I read two of the most ridiculous articles on the Internet about having a baby. The first one was how to conceive a baby so it’s a boy because the couple only wanted a boy. The one suggestion was for the father to have a cup of coffee beforehand and apparently that had some influence on the sex of the baby. The second article was about the couple not wanting children unless it was a girl first and then a boy for the second. While I think these are crazy articles, and I cannot imagine people choosing one or the other, I guess Justin and I have had similar conversations about our preference of a boy or girl when we are fortunate enough to adopt.
We honestly have been asked this question over and over by our friends and family since we announced our desire to adopt. The question, “do you want to have a boy or girl?”. Our answer will sound a bit cheesy, but honestly we don’t have a preference! I will admit in the beginning we thought a boy would be best with us both being gay dads. I mean what do we know about making braids and having tea parties? We know all the boy things about growing up (besides how football works!). But as we babysat our nieces we realized quickly a girl would be perfect for us too! We also talked to a good friend and she’s ready to teach us how to braid when we need it (and she said help explain football when if we have a boy). Another nice thing about our agency is we do not get to say if we want a girl or boy in our profile. They actually helped educate us to ease any tension we might have had about being gay dads and raising a daughter.
I realize people have preferences, but this seems extreme to me to try to influence the sex of the baby to pick what I think would be classified as a designer family. As a gay couple hoping to start a family, we do not care if it’s a girl or a boy. What we pray for is a healthy baby to enter our life. Part of the whole pregnancy experience I believe is the excitement of finding out the sex of the baby. My greatest hope is we have a birth mother that allows us to come to the ultrasound and learn the sex of the baby together. The excitement and suspense would be killing us as the doctor set up the machine. I imagine Justin and I holding hands watching the monitor. My other hand would be up in front of my mouth as I choke back tears of joy and hearing “congratulations, it’s a….”. It will make everything about the adoption suddenly real to us in that we are going to be dads and have the child of our dreams.

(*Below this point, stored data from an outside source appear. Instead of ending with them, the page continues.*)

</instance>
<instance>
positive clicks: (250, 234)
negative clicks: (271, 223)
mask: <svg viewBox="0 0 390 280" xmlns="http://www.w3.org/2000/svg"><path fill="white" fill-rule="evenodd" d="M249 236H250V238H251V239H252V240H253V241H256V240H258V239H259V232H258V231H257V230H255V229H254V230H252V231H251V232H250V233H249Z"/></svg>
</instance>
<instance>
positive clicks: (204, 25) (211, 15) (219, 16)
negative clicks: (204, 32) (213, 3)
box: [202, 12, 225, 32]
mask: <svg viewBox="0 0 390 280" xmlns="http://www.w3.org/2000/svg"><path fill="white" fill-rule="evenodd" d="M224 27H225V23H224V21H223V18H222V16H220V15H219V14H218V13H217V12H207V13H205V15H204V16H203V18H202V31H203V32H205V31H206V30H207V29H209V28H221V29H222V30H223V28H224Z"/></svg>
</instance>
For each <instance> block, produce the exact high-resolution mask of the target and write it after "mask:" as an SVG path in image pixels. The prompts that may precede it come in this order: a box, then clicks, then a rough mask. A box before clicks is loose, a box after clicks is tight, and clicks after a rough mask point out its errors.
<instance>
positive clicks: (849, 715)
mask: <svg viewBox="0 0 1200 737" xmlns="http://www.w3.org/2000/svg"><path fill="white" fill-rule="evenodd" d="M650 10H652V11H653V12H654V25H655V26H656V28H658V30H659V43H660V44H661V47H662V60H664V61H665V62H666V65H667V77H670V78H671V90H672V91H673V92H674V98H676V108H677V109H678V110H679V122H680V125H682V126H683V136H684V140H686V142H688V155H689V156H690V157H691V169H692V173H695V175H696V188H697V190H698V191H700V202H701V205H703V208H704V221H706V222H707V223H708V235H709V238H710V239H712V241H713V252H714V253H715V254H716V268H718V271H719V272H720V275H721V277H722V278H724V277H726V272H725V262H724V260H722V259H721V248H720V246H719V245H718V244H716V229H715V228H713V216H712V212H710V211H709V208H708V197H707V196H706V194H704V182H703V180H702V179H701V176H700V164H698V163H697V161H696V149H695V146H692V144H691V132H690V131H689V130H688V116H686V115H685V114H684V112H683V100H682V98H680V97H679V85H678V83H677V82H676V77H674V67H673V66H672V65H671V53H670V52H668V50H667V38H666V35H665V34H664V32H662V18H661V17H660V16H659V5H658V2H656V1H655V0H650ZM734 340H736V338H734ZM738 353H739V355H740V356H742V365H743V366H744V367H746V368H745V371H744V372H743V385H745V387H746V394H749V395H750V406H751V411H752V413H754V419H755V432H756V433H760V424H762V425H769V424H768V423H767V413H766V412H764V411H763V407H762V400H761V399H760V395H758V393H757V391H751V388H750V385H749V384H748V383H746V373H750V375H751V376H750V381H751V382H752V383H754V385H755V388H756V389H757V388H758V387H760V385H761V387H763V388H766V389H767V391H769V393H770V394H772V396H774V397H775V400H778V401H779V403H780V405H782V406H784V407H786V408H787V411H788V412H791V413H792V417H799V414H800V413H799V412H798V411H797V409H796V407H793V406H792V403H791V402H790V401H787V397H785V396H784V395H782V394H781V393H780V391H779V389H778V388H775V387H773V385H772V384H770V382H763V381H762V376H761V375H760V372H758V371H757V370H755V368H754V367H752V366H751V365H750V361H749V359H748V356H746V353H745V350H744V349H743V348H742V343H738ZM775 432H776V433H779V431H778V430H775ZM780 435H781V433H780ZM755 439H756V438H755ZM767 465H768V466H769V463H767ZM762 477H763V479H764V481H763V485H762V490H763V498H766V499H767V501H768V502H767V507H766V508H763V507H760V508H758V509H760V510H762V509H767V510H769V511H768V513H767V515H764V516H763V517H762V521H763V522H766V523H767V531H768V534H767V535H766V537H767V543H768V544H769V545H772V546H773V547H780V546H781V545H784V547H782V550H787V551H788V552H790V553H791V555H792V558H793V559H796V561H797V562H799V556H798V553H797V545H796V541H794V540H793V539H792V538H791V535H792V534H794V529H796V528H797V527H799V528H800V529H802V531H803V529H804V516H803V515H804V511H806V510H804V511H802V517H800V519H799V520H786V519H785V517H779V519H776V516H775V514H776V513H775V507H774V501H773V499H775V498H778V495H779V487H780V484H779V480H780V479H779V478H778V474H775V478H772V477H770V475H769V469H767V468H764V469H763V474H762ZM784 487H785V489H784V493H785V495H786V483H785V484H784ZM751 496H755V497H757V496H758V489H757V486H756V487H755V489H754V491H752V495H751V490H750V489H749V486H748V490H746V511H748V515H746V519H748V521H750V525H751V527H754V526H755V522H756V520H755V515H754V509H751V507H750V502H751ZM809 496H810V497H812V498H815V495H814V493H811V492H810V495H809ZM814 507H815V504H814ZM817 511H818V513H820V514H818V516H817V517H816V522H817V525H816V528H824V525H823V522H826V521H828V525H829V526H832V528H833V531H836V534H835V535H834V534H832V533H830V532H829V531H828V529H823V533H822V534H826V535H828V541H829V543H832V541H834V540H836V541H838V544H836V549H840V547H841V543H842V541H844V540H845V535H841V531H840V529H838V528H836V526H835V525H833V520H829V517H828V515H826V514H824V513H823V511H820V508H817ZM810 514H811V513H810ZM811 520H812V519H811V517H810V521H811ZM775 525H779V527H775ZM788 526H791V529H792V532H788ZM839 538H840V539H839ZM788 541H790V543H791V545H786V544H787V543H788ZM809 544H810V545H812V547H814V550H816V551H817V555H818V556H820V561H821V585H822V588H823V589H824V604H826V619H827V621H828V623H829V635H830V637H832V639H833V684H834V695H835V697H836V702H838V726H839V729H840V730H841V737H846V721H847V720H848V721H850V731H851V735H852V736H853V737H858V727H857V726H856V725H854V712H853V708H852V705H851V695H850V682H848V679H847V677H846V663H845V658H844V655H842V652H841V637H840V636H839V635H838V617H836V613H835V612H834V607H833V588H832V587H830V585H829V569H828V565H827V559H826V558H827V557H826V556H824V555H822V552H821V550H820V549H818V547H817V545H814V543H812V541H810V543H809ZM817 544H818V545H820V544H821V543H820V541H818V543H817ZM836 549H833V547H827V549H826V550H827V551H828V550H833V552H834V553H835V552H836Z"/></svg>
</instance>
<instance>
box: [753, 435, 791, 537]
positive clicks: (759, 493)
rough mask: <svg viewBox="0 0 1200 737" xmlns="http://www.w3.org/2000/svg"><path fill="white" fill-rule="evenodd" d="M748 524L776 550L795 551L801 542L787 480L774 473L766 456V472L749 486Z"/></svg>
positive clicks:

The nursery would quickly begin to take on either a masculine or feminine shape from that moment on. Up to this point the room has sat quiet, reserved for that special little person to join us, and neutral in terms of color. We now watch the room quietly from the door, rarely going into it as to not disturb it before it’s time. We look it in each night before bed with hope that the day will be here soon. We entered this journey with no promises, no guarantees, and only a hope that our love for each other would guide us on our journey to become dads. But once we learn the sex of the baby, the room would start filling with color, filling with happiness, filling with life, filling with the hope of what will soon be. And no longer will I be clicking neutral for the “sex” on our baby purchases!
For us in our adoption journey, we will be happy — or rather ecstatic for either a girl or boy and look forward to loving and making them part of our family. For us, it’s about ensuring every opportunity is available for them. It’s about hearing that nursury that sits dark fill with life as our child joins us. It’s about us being the adoptive parents their birth mother dreamed of and showing the baby all of their potential. They are meant for big things in this great big world, and we are ready. Ready to watch them grow into a compassionate adult and do wonderful things.